Before they even took the stage at the Palladium, the air was thick with nostalgia since Nineties hits like Better Than Ezra’s “Good” and Fastball’s “Out Of My Head” played on the PA while a slideshow ran vintage photos of the cast. And when they opened with a new version of the classic The Jew, The Italian, and The Red Head Guy, the cast was greeted with deafening howls of joy. “It was so much fun since it was so reminiscent of our NYU shows,” says Allison. “It felt so much like being in a black box theater back at NYU, but now we’re in front of these big houses with 2,000 people or whatnot.”
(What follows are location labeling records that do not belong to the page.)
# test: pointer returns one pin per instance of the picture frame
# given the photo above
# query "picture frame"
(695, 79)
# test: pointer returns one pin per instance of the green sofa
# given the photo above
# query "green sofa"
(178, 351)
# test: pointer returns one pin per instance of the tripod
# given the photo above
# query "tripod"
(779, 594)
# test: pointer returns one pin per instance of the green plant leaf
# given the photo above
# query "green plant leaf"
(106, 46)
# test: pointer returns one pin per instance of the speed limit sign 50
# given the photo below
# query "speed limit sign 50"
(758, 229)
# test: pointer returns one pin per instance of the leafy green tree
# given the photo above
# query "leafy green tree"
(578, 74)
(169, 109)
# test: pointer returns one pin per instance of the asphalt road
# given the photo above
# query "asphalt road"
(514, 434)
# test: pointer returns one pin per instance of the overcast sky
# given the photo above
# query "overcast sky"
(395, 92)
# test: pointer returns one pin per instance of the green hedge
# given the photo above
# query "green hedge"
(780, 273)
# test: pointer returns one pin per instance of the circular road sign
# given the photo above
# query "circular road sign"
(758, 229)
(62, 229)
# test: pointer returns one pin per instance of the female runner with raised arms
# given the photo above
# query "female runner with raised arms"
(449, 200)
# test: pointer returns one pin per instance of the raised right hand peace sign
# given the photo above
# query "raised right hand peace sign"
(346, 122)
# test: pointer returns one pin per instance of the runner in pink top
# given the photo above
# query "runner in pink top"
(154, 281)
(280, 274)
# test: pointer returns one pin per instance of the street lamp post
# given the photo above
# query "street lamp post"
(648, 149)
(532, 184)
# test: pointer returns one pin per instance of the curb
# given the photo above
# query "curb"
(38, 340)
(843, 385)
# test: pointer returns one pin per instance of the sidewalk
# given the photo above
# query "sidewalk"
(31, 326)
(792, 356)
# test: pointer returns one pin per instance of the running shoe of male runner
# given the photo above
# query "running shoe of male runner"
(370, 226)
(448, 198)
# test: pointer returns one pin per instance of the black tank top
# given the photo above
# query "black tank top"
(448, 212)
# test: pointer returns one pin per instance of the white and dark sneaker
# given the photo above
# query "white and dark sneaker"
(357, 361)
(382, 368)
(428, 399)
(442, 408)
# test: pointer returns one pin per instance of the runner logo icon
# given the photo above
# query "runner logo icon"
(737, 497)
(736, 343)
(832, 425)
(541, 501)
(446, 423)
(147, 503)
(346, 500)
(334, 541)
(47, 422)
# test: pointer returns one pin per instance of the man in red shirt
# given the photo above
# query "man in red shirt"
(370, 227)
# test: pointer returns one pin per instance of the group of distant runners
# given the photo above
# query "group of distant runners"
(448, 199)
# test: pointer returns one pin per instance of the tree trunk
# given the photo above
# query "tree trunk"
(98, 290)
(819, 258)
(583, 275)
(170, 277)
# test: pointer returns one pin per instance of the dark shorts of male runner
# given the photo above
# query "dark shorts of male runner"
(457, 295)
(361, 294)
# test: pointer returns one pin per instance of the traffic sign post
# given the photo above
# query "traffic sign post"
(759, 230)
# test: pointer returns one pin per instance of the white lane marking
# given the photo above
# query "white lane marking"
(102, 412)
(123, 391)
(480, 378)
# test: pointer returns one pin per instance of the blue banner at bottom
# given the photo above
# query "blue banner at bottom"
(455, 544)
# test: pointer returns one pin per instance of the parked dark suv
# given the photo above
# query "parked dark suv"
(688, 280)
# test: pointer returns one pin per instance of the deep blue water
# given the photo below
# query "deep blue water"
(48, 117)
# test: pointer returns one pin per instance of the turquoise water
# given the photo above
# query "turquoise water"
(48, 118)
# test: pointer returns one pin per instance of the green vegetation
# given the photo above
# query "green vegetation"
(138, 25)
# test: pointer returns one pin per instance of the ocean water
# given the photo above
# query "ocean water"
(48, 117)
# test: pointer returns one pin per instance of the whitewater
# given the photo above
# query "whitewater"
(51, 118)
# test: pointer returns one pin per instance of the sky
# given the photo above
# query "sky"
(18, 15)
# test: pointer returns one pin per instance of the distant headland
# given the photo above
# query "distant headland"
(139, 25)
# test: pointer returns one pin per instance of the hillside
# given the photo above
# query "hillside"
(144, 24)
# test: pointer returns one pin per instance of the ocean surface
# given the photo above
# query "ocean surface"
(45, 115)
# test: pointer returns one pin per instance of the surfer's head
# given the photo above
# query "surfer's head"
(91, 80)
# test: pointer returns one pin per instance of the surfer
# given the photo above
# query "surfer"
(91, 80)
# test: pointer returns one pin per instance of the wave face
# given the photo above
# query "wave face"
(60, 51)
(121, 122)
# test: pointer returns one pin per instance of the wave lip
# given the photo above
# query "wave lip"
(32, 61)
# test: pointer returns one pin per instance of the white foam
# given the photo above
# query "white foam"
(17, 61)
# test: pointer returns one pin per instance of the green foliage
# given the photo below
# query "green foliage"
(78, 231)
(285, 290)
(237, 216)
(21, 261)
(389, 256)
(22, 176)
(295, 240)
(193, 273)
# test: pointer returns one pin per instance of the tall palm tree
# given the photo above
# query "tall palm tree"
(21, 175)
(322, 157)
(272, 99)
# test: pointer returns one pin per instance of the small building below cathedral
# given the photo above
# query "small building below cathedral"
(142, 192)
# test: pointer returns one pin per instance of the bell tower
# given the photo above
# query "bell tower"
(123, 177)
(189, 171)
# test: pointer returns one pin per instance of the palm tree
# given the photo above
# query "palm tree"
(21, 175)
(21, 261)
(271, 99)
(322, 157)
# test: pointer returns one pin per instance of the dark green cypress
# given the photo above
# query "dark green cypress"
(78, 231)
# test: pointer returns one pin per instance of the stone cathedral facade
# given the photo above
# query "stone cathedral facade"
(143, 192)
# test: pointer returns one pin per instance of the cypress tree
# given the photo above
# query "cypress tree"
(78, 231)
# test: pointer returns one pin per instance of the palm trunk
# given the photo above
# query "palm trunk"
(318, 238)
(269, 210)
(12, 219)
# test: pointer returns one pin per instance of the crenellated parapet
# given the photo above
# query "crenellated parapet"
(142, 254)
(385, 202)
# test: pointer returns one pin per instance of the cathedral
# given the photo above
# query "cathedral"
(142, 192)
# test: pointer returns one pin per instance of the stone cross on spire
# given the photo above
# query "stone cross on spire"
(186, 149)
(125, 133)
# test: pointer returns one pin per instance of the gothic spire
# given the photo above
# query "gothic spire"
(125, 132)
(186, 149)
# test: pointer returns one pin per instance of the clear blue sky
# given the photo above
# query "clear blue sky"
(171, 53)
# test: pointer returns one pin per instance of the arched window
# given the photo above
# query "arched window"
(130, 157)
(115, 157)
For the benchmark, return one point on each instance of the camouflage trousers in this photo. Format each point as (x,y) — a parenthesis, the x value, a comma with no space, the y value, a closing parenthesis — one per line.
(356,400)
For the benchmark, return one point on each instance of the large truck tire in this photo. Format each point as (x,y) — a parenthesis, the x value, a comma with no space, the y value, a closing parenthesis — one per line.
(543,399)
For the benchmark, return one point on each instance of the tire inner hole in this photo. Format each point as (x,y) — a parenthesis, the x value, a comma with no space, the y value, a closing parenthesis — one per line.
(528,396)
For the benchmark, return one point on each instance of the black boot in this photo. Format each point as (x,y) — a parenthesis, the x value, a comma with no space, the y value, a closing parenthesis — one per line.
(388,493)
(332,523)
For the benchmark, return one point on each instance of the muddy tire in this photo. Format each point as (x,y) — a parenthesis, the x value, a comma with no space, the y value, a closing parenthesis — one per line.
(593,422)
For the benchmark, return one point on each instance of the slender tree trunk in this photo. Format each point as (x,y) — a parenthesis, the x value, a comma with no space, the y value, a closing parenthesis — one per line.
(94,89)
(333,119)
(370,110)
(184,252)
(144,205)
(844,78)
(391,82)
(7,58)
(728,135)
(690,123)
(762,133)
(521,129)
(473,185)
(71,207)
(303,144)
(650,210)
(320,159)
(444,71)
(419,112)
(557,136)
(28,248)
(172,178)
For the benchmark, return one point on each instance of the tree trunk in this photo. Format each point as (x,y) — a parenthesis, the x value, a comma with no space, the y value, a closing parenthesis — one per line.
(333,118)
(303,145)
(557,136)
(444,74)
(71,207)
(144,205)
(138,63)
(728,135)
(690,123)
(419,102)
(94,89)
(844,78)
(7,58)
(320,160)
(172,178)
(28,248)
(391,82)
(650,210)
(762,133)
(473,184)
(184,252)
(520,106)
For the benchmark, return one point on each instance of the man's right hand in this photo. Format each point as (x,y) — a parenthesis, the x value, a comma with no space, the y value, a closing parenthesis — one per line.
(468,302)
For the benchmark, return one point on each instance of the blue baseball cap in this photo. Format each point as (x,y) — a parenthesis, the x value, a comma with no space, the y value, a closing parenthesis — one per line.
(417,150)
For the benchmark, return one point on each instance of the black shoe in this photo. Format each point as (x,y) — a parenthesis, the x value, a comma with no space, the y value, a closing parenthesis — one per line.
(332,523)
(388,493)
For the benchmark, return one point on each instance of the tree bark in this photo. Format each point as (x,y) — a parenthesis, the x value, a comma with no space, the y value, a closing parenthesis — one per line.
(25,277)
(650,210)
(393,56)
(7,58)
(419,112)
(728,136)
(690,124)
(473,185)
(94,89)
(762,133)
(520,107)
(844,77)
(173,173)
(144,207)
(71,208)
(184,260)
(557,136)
The show moved to Boston later in the week before heading to the West Coast for stops in Los Angeles and San Francisco. It continues November 25 and 26 in Chicago, and November 29 in Seattle. Plans beyond that are unclear, but they all hope this creates enough momentum for them to keep going. “The more we do it, the more dialed-in we get,” says Kenney-Silver. “I could see in the future where they said, ‘Hey, we have this one weekend in whatever city,’ and as long as we’ve got our tech people, we could hop in and maybe be able to make it happen… There really is something about that feeling of going back to how we began that is so fulfilling. I would do it until the wheels fall off.”

“We would love for it to become something else at some point, like the first stage of a special,” adds Allison. “Maybe we’d do a limited series reunion thing like Mr. Show and Kids in the Hall did. This has gotten us very excited about doing something else in the future, whether it’s this or something that grows out of this.”

The dream of so many State fans is indeed another season of the television show, which everyone says they’d gladly sign on for if given the opportunity. “For all of us, The State has been part of our entire lives,” says Marino. “To be be able to be with this group and do something with them at this stage in our lives, knowing that I met them when I was 18, is mind-blowing to me. I feel very lucky to have met these people and experienced this comedy college we all went through and created. I’m just better for it. I feel very lucky to have been able to live through these experience with these people. These are my brothers and my sister.”